Hint: We will consider the differences between other quantities such as mass and velocity of the lorry and the car not that the momentum for both is given to be the same. Using them and Newton’s equation of motion, we will find which one will stop first.

Formula used:
Newton’s third equation of motion
${{v}^{2}}-{{u}^{2}}=2as$

Complete answer:
Let us assume P to be the momentum of both the car and the lorry. And M to be the mass of the lorry and m to be the mass of the car. And let F be the breaking force applied on the vehicles. Then we will get the initial velocities of both the car (u) and the lorry (U) as

$u=\dfrac{P}{m}$ and \[U=\dfrac{P}{M}\]. The breaking force will produce different accelerations on both the bodies which will be given as $a=\dfrac{F}{m}$ and \[A=\dfrac{F}{M}\]. Using these values in the third equation of motion and considering till the time they come to rest we will get.
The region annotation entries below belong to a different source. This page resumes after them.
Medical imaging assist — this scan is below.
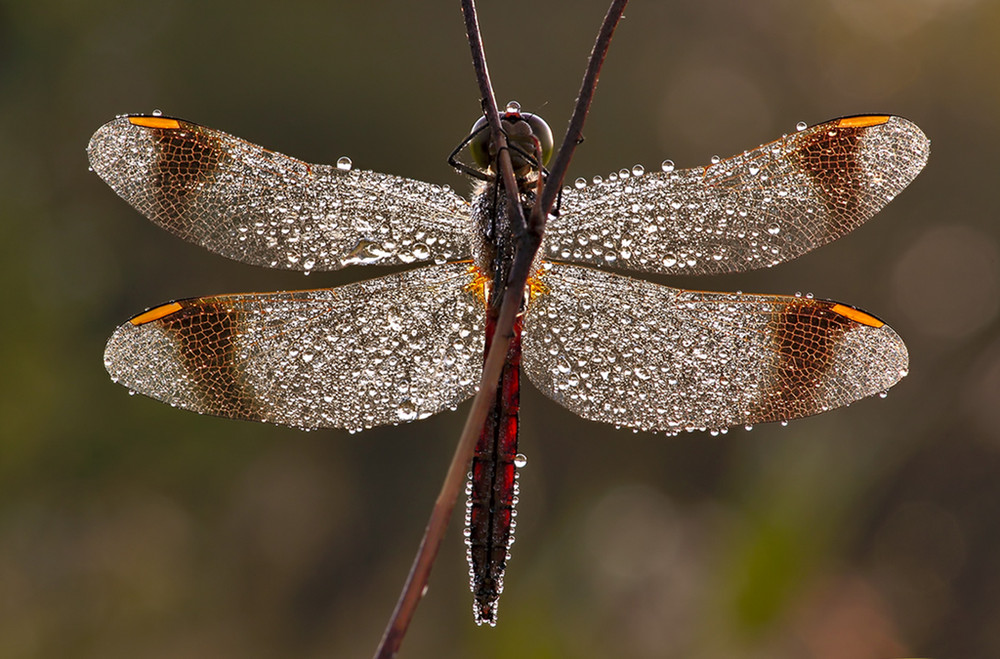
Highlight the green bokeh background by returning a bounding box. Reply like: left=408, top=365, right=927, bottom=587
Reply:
left=0, top=0, right=1000, bottom=659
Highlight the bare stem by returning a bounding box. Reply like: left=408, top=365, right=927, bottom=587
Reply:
left=375, top=0, right=628, bottom=659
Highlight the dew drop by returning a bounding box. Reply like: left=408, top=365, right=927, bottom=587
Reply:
left=413, top=243, right=431, bottom=261
left=396, top=401, right=417, bottom=421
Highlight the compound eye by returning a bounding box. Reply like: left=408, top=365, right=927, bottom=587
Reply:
left=469, top=117, right=493, bottom=170
left=521, top=112, right=555, bottom=167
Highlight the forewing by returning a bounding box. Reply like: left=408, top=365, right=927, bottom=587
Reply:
left=523, top=264, right=908, bottom=433
left=104, top=264, right=484, bottom=431
left=87, top=116, right=469, bottom=271
left=544, top=115, right=930, bottom=274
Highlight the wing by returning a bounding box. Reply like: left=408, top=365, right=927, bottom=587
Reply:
left=104, top=264, right=484, bottom=431
left=544, top=115, right=930, bottom=274
left=523, top=264, right=907, bottom=434
left=87, top=116, right=470, bottom=271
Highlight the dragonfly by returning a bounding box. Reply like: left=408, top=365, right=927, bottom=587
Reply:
left=88, top=103, right=929, bottom=625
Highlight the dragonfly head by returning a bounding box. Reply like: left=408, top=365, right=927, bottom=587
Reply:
left=469, top=101, right=553, bottom=176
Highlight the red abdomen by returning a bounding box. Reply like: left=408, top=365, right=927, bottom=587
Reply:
left=465, top=314, right=522, bottom=625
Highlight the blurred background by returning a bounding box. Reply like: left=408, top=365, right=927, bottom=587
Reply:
left=0, top=0, right=1000, bottom=659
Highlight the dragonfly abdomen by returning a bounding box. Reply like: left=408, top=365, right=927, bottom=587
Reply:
left=466, top=315, right=522, bottom=625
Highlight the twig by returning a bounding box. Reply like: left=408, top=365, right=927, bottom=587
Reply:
left=375, top=0, right=628, bottom=659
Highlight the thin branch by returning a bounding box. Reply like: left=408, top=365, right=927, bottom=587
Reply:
left=375, top=0, right=628, bottom=659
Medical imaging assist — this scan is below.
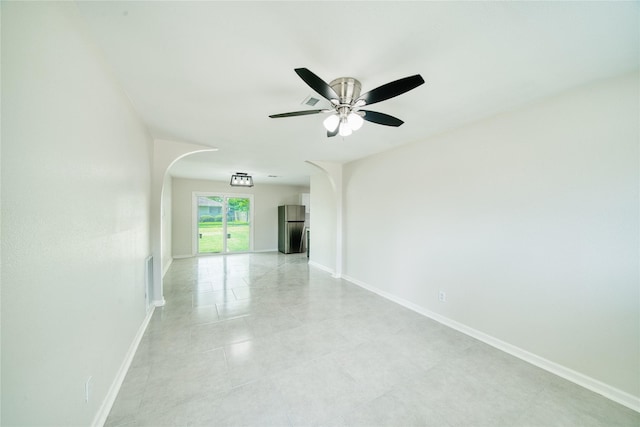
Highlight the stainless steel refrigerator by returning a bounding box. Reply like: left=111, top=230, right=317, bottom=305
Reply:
left=278, top=205, right=304, bottom=254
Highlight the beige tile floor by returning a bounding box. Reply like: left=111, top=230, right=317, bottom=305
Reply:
left=106, top=252, right=640, bottom=427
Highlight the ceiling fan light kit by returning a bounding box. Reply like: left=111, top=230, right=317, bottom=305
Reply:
left=229, top=172, right=253, bottom=187
left=269, top=68, right=424, bottom=137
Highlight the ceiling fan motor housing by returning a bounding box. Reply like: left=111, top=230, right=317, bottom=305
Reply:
left=329, top=77, right=362, bottom=104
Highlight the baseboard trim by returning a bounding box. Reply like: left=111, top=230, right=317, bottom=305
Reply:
left=308, top=261, right=336, bottom=277
left=342, top=275, right=640, bottom=412
left=91, top=305, right=155, bottom=427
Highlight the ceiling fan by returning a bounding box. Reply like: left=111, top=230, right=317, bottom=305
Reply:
left=269, top=68, right=424, bottom=137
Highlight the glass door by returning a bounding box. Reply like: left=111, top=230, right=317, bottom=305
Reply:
left=194, top=194, right=252, bottom=254
left=196, top=196, right=225, bottom=254
left=226, top=197, right=251, bottom=252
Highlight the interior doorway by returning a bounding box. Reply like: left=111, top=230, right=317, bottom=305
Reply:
left=193, top=193, right=253, bottom=254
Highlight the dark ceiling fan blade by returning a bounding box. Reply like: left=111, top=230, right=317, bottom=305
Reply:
left=269, top=110, right=326, bottom=119
left=360, top=110, right=404, bottom=127
left=295, top=68, right=340, bottom=101
left=358, top=74, right=424, bottom=105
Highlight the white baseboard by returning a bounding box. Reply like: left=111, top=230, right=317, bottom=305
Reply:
left=91, top=305, right=155, bottom=427
left=342, top=275, right=640, bottom=412
left=309, top=261, right=336, bottom=277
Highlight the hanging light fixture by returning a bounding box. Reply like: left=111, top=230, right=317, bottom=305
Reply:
left=229, top=172, right=253, bottom=187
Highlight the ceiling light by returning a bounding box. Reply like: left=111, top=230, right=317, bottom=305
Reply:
left=338, top=117, right=352, bottom=136
left=229, top=172, right=253, bottom=187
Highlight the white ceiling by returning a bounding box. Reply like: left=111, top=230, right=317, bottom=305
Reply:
left=77, top=1, right=640, bottom=185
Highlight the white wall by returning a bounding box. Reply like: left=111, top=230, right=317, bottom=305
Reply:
left=173, top=178, right=309, bottom=257
left=160, top=173, right=173, bottom=276
left=1, top=2, right=151, bottom=425
left=344, top=75, right=640, bottom=397
left=309, top=173, right=337, bottom=273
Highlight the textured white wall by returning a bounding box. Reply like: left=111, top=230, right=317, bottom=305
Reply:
left=160, top=173, right=173, bottom=275
left=309, top=173, right=337, bottom=272
left=344, top=75, right=640, bottom=396
left=172, top=178, right=309, bottom=257
left=1, top=2, right=151, bottom=425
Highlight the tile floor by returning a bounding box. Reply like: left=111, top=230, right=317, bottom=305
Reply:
left=106, top=252, right=640, bottom=427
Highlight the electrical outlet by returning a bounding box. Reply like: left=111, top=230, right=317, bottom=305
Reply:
left=84, top=377, right=93, bottom=403
left=438, top=291, right=447, bottom=302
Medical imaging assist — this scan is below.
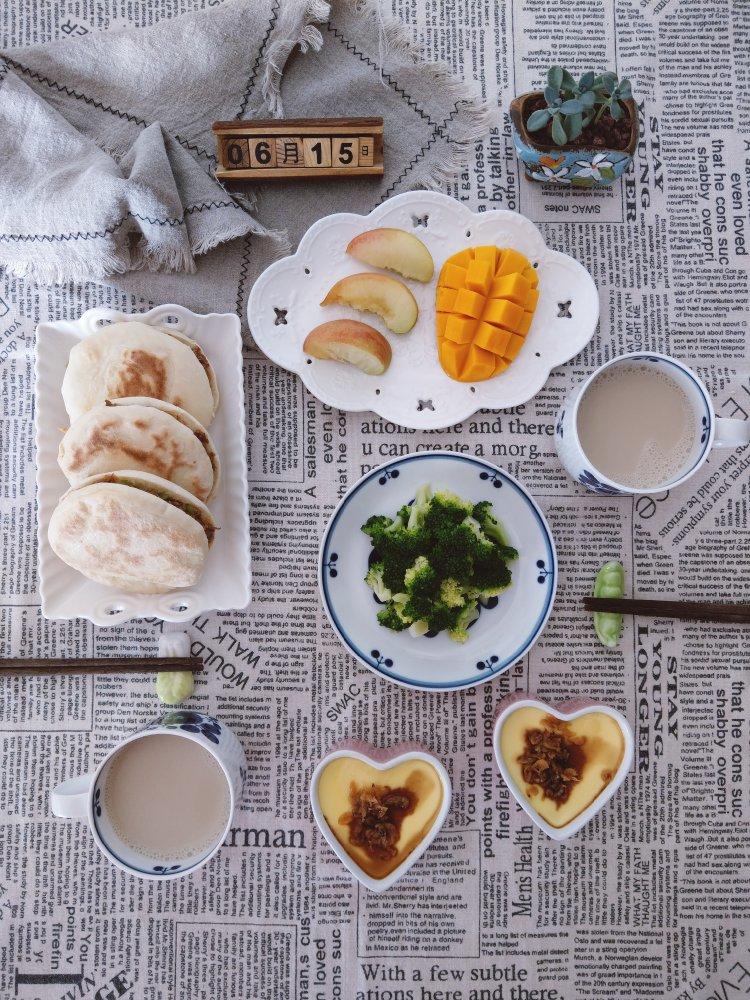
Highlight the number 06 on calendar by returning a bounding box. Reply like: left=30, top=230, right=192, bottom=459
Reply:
left=213, top=118, right=383, bottom=181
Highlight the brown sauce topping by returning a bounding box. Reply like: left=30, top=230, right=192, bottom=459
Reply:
left=517, top=718, right=586, bottom=805
left=341, top=784, right=417, bottom=861
left=106, top=348, right=167, bottom=399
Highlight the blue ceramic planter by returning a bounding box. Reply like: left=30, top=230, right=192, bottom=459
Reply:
left=510, top=91, right=638, bottom=188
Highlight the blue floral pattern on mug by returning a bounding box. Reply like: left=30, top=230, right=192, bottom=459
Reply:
left=513, top=141, right=632, bottom=188
left=147, top=711, right=221, bottom=746
left=479, top=472, right=503, bottom=490
left=536, top=559, right=552, bottom=583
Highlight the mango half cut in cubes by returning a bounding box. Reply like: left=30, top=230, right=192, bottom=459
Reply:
left=435, top=247, right=539, bottom=382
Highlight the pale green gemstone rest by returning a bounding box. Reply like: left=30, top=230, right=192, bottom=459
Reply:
left=594, top=561, right=625, bottom=649
left=156, top=670, right=195, bottom=705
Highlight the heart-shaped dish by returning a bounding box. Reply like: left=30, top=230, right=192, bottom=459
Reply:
left=310, top=740, right=451, bottom=893
left=494, top=691, right=633, bottom=840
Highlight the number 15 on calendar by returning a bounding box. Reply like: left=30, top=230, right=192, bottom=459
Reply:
left=213, top=118, right=383, bottom=181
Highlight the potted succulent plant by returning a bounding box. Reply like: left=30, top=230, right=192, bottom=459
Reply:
left=510, top=66, right=638, bottom=187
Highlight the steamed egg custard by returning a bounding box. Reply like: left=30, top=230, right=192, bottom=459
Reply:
left=318, top=757, right=443, bottom=878
left=500, top=705, right=625, bottom=828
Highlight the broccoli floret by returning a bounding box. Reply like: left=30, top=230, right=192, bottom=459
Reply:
left=378, top=601, right=411, bottom=632
left=473, top=500, right=518, bottom=559
left=440, top=576, right=466, bottom=608
left=423, top=492, right=473, bottom=541
left=404, top=556, right=437, bottom=594
left=362, top=485, right=518, bottom=642
left=404, top=556, right=440, bottom=619
left=448, top=601, right=479, bottom=642
left=362, top=514, right=404, bottom=547
left=430, top=535, right=474, bottom=584
left=406, top=483, right=432, bottom=531
left=365, top=562, right=393, bottom=601
left=454, top=517, right=495, bottom=560
left=472, top=547, right=511, bottom=597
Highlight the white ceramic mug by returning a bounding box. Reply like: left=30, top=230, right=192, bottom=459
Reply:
left=555, top=351, right=750, bottom=496
left=50, top=709, right=247, bottom=879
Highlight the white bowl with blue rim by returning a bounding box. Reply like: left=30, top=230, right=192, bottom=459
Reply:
left=318, top=451, right=557, bottom=691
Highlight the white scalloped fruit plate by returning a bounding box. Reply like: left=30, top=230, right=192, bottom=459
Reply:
left=248, top=191, right=599, bottom=430
left=35, top=305, right=250, bottom=625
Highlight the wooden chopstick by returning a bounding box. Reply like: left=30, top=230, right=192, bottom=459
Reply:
left=0, top=656, right=203, bottom=676
left=583, top=597, right=750, bottom=625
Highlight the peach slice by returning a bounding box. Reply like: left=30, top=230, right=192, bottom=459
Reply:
left=320, top=272, right=419, bottom=333
left=346, top=228, right=435, bottom=281
left=302, top=319, right=391, bottom=375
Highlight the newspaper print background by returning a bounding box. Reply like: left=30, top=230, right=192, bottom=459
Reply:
left=0, top=0, right=750, bottom=1000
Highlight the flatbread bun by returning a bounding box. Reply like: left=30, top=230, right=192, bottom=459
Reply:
left=48, top=469, right=217, bottom=594
left=62, top=320, right=219, bottom=427
left=57, top=396, right=220, bottom=502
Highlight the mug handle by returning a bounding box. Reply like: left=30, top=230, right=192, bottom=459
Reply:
left=50, top=774, right=94, bottom=819
left=714, top=417, right=750, bottom=448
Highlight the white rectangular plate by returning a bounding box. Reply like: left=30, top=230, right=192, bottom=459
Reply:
left=35, top=305, right=250, bottom=625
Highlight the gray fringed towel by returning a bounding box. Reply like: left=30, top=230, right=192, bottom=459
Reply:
left=0, top=0, right=488, bottom=311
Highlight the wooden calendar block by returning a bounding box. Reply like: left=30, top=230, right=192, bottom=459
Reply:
left=274, top=136, right=305, bottom=168
left=331, top=137, right=359, bottom=167
left=221, top=139, right=250, bottom=170
left=302, top=135, right=331, bottom=167
left=359, top=135, right=375, bottom=167
left=213, top=118, right=383, bottom=182
left=247, top=139, right=276, bottom=167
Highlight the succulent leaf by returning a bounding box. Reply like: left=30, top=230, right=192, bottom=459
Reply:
left=565, top=114, right=583, bottom=142
left=547, top=66, right=564, bottom=90
left=552, top=115, right=568, bottom=146
left=526, top=108, right=552, bottom=132
left=560, top=69, right=576, bottom=90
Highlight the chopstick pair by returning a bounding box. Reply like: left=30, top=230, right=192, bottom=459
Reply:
left=583, top=597, right=750, bottom=625
left=0, top=656, right=203, bottom=677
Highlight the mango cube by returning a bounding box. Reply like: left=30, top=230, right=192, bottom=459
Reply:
left=435, top=246, right=539, bottom=382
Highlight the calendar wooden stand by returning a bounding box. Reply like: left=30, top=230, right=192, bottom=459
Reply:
left=213, top=118, right=383, bottom=181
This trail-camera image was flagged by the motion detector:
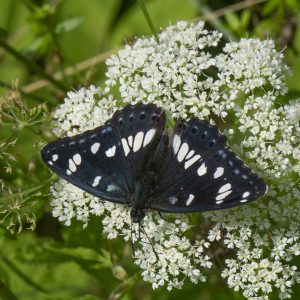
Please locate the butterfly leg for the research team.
[139,223,159,263]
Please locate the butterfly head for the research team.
[130,208,145,223]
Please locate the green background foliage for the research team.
[0,0,300,300]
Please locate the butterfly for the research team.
[41,103,267,223]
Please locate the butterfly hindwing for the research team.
[151,118,266,213]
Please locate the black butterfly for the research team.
[41,103,267,223]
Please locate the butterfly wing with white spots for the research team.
[41,104,165,204]
[151,118,266,213]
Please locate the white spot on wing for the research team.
[69,159,77,172]
[52,154,58,161]
[218,183,231,194]
[91,143,100,154]
[185,150,195,159]
[121,138,130,156]
[184,154,201,169]
[168,196,178,205]
[197,163,207,176]
[214,167,224,179]
[133,131,144,152]
[128,135,133,147]
[73,153,81,165]
[216,190,232,200]
[92,176,101,187]
[242,191,250,198]
[185,194,195,205]
[143,128,156,147]
[177,143,189,162]
[173,134,181,155]
[105,145,116,157]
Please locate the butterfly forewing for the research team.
[151,118,266,213]
[42,104,165,204]
[110,103,165,192]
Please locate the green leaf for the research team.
[0,280,18,300]
[262,0,282,16]
[225,12,240,31]
[240,9,251,29]
[0,27,8,39]
[54,17,84,34]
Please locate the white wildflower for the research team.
[48,22,300,299]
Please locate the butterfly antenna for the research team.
[139,223,159,262]
[130,222,136,258]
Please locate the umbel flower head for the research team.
[51,22,300,299]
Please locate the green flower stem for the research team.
[0,39,68,92]
[137,0,159,44]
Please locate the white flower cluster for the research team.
[52,22,300,299]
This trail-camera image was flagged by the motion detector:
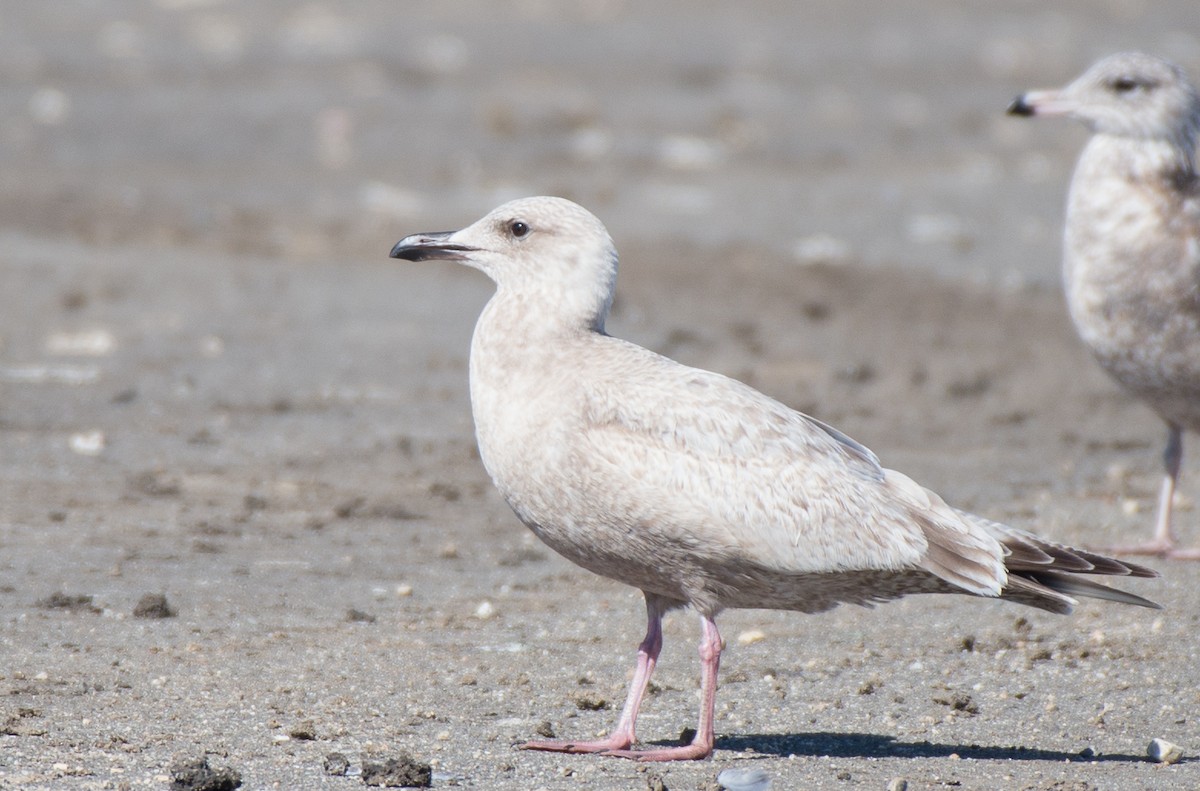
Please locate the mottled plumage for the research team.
[391,198,1156,760]
[1009,53,1200,559]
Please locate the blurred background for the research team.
[0,0,1200,281]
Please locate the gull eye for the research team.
[1109,77,1151,94]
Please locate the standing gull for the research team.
[391,198,1157,761]
[1008,53,1200,561]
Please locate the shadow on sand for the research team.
[700,733,1148,763]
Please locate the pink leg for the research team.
[521,593,670,753]
[1111,424,1200,561]
[605,616,724,761]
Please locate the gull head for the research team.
[1008,53,1200,148]
[391,197,617,330]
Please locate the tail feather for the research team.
[945,511,1162,613]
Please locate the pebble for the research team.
[716,769,770,791]
[475,599,496,621]
[738,629,767,646]
[67,429,106,456]
[1146,738,1183,763]
[324,753,350,778]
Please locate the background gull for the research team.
[1009,53,1200,559]
[391,197,1157,761]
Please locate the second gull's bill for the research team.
[1008,53,1200,561]
[391,198,1158,761]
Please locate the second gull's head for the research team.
[1008,53,1200,149]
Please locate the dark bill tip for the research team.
[1008,94,1034,116]
[389,230,475,260]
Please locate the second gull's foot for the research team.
[604,742,713,762]
[518,733,634,753]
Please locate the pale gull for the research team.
[1008,53,1200,559]
[391,198,1157,761]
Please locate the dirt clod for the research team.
[168,755,241,791]
[362,753,433,789]
[133,593,175,618]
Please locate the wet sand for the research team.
[0,0,1200,791]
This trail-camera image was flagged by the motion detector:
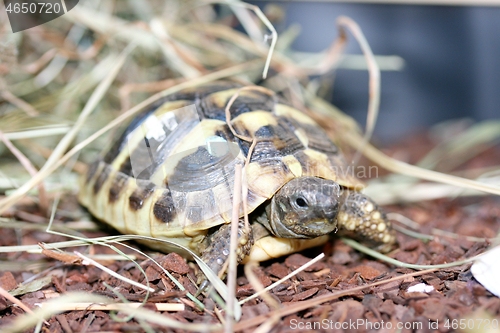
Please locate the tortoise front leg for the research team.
[197,218,254,294]
[337,190,396,252]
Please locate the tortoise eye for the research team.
[295,197,308,208]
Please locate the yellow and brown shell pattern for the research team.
[79,82,361,250]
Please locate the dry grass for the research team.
[0,0,500,331]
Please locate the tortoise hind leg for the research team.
[337,190,396,252]
[197,219,254,294]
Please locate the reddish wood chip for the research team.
[0,272,17,290]
[354,265,382,280]
[292,288,319,302]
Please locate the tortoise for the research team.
[79,81,395,282]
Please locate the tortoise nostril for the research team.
[295,197,308,208]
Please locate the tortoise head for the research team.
[267,177,340,238]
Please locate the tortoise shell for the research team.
[79,81,361,250]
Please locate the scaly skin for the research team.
[198,177,396,292]
[197,219,254,294]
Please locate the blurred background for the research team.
[252,1,500,142]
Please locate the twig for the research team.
[337,16,380,164]
[234,268,437,331]
[0,87,39,117]
[240,261,280,309]
[0,61,260,215]
[74,251,155,292]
${{v}^{2}}-{{u}^{2}}=2as\Rightarrow -{{u}^{2}}=2(-a)d\Rightarrow d=\dfrac{{{u}^{2}}}{2a}=\dfrac{{{\left( \dfrac{P}{m} \right)}^{2}}}{2\left( \dfrac{F}{m} \right)}=\dfrac{{{P}^{2}}}{2mF}$${{v}^{2}}-{{u}^{2}}=2as\Rightarrow -{{U}^{2}}=2(-A)D\Rightarrow D=\dfrac{{{U}^{2}}}{2A}=\dfrac{{{\left( \dfrac{P}{M} \right)}^{2}}}{2\left( \dfrac{F}{M} \right)}=\dfrac{{{P}^{2}}}{2MF}$
Here, d and D are the distances moved by the car and lorry respectively before coming to rest. As we can see they are inversely proportional to mass of the vehicle. As the car will have less mass, it will come to rest in a longer distance.

So, the correct answer is “Option B”.

Note:
Using the second law of motion it can be shown that although they come to rest in different distances, they will come to rest in the same amount of time after applying the braking force, the car covers a longer distance due to having higher speed in the beginning. If they had the same speed, the car would have come to rest first.